In 2020-21, the Lakers, the fanbase, and seemingly the entire sports media apparatus are intent on starting the awards chatter earlier. To this point, that discussion has centered on the 2020 Finals MVP.

The King’s hold on the narrative is understandable. While “voter fatigue” has robbed LeBron James of multiple MVPs throughout his never-ending prime, the voters should be refreshed after taking eight years off picking the best player in the game. Plus, his performance in the bubble and continued night-to-night “greatness” have served as a stark reminder to the basketball world: he is the best player on the best team, full stop.

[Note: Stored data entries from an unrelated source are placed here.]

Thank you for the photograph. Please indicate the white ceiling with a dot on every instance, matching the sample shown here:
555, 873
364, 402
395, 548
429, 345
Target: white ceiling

“He’s doing everything he’s always done,” Davis said told reporters last Tuesday. “He’s averaging almost a triple-double, he’s playing unbelievable basketball. What I’m saying is nothing you guys haven’t heard already, but from the start of the season to now he’s shown why he’s in the MVP race, and I think he’s No. 1 in that race. He’s continuously playing at a high level for our group.”

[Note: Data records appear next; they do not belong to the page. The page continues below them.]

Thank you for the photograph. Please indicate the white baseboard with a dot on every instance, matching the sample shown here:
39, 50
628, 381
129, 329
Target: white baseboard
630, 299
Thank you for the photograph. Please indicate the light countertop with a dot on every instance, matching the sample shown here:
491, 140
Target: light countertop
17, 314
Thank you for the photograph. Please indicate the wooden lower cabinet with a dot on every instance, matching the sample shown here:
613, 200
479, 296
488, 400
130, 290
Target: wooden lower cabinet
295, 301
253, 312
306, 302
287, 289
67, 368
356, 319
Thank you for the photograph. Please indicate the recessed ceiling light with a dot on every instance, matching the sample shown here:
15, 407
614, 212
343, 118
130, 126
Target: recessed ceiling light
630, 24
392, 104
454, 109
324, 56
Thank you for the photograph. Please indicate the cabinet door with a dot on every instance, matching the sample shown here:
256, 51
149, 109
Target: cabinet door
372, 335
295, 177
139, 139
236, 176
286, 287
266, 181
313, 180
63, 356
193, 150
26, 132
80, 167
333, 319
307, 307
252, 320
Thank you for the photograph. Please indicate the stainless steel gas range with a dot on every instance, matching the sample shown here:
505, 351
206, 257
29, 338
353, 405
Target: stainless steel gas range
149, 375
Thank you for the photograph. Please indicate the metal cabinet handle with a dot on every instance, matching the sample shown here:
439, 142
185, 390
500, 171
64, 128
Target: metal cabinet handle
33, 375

James had led the Lakers to a 22-8 record, three games behind the Utah Jazz in the loss column. He’s averaging 25.9 points, 8.2 rebounds, and 7.9 assists per game and has been generally committed on defense. He’s shooting 37.2% from three on a career-high 9.3(!) attempts per game, which Vogel has credited for opening up the team’s offense and helping the Lakers beat teams “over-the-top.”

James’ value has been most apparent in crunch-time, further helping him seize the early momentum in the MVP race. Per Lowe, in “crunch-time” (the final five minutes of close games this year), LeBron James is shooting 24-of-49 from the floor, and the Lakers are 10-3 with an elite +52.

More importantly, his leadership has helped steer the Lakers through an utterly complex campaign, and the example he’s set by decidedly not (blatantly) managing his load after the championship run has rubbed off on the rest of the squad.

“That’s why he’s probably going to be this year’s MVP: carrying the load offensively and quarterbacking the defense — the No. 1 defense in the league — and taking these tough assignments and making these plays down the stretch,” Vogel said last Thursday. He’s playing terrific.”

Now, with Davis set to miss a hefty chunk of the season — and lead ball-handler Dennis Schröder potentially out for multiple games due to health and safety protocols — James has a golden opportunity to further cement his case with a slew of nationally televised, high-profile showdowns. So far, the Lakers are 4-2 without Davis, but 0-1 against good teams. The five wins have been nail-biters against lottery teams.

Following the Heat game and a favorable matchup vs. the Washington Wizards, they’ll head to Utah followed by home bouts against the Portland Trail Blazers, Golden State Warriors, and Phoenix Suns. They’ll head north to face the Sacramento Kings on March 3. Considering the competition, perhaps it’s no surprise that five of those seven games will be on national TV (six if you count the Wizards broadcast on NBATV), which should keep LeBron in the spotlight heading into the All-Star Game.

If LeBron James can continue delivering late-game heroics, triple-doubles, and the Lakers finish the first half strong, his grip on the narrative will only tighten. By the time Davis returns, James could have the MVP award all sewn up, and be ready to focus his attention on the more important hardware, another Larry O’Brien Trophy.